"American history today begins with the Pilgrims because their experience in Plymouth has been molded to offer a more acceptable foundation story than the exploitative dog-eat-dog world of the early Chesapeake. The Puritans' arrival in Boston, where they built John Winthrop's "city on a hill," clinched it for Massachusetts.
The Pilgrim story took over as our founding fiction after the Revolutionary War, when New England and the South began to pull in different directions. The Massachusetts colonists were labeled the Pilgrim Fathers in the 1790s, and the agreement they signed on arrival became the Mayflower Compact about the same time. Because Puritanism had come to be seen as repressive (think of Nathaniel Hawthorne's "Scarlet Letter"), early American leaders such as Daniel Webster brought the Plymouth colonists forward as the kinder, gentler Puritans.

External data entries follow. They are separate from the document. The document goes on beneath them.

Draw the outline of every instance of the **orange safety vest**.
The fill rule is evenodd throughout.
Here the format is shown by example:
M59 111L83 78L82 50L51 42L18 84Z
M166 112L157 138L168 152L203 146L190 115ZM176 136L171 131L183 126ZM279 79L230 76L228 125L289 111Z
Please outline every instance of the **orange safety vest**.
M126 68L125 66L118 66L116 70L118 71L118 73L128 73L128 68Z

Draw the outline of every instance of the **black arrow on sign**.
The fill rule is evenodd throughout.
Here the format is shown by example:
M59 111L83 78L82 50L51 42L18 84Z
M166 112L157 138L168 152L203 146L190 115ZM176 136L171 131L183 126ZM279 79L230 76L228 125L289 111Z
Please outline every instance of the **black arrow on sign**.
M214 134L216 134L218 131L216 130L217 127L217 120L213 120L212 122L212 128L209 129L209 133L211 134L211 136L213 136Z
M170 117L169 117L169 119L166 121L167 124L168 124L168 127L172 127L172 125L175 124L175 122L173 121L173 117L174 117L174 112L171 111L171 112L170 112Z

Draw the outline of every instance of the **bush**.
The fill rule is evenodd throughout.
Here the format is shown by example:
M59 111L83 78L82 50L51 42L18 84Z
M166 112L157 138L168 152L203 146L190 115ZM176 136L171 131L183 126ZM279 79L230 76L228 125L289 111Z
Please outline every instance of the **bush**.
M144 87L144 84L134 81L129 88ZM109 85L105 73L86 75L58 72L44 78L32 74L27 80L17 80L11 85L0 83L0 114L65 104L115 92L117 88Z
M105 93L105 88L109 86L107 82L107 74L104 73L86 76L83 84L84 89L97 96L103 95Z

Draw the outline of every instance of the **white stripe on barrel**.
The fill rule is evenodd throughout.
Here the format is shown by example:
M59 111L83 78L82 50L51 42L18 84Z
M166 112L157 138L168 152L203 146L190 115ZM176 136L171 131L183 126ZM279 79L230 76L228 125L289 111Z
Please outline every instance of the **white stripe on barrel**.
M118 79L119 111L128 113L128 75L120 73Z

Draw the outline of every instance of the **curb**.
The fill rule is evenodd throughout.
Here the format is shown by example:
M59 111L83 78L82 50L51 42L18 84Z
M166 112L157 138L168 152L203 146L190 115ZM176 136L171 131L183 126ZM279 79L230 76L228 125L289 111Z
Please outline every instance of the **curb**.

This is the origins story we prefer and the one we promote. We prefer it because we like to think that we are descended from a humble and saintly band, religiously motivated and communal in organization, who wanted nothing more than the freedom to worship God. The individualistic, grasping capitalists of Virginia offer much less appealing antecedents."" Wapo
-----------------------------------------------------------------------
At last, someone gets it right! It is a long standing mystery in Virginia. How did the Massachusetts people succeed in appropriating to themselves both; the founding of the United States and Thanksgiving? It is true that times were hard at Jamestown "in the beginning" but the truth is that times were equally hard at Plymouth. The colonists at Jamestown were tough on the Indians? The idea that the Puritans were not is laughable. Who here knows that the Indians killed a third of the people in Jamestown colony in 1622. A third, in a sudden, colony wide onslaught.
Massachusetts was a model of democracy ? Not! The original Massachusetts Bay Colony was an oppressive theocracy, founded on the basis of a controlled emigration policy in England which screened potential colonists for wealth, submissiveness to church rule and orthodoxy (Puritan) of belief.
If you do not accept that characterization of the Massachusetts colonies, see "Albion's Seed" by Fischer.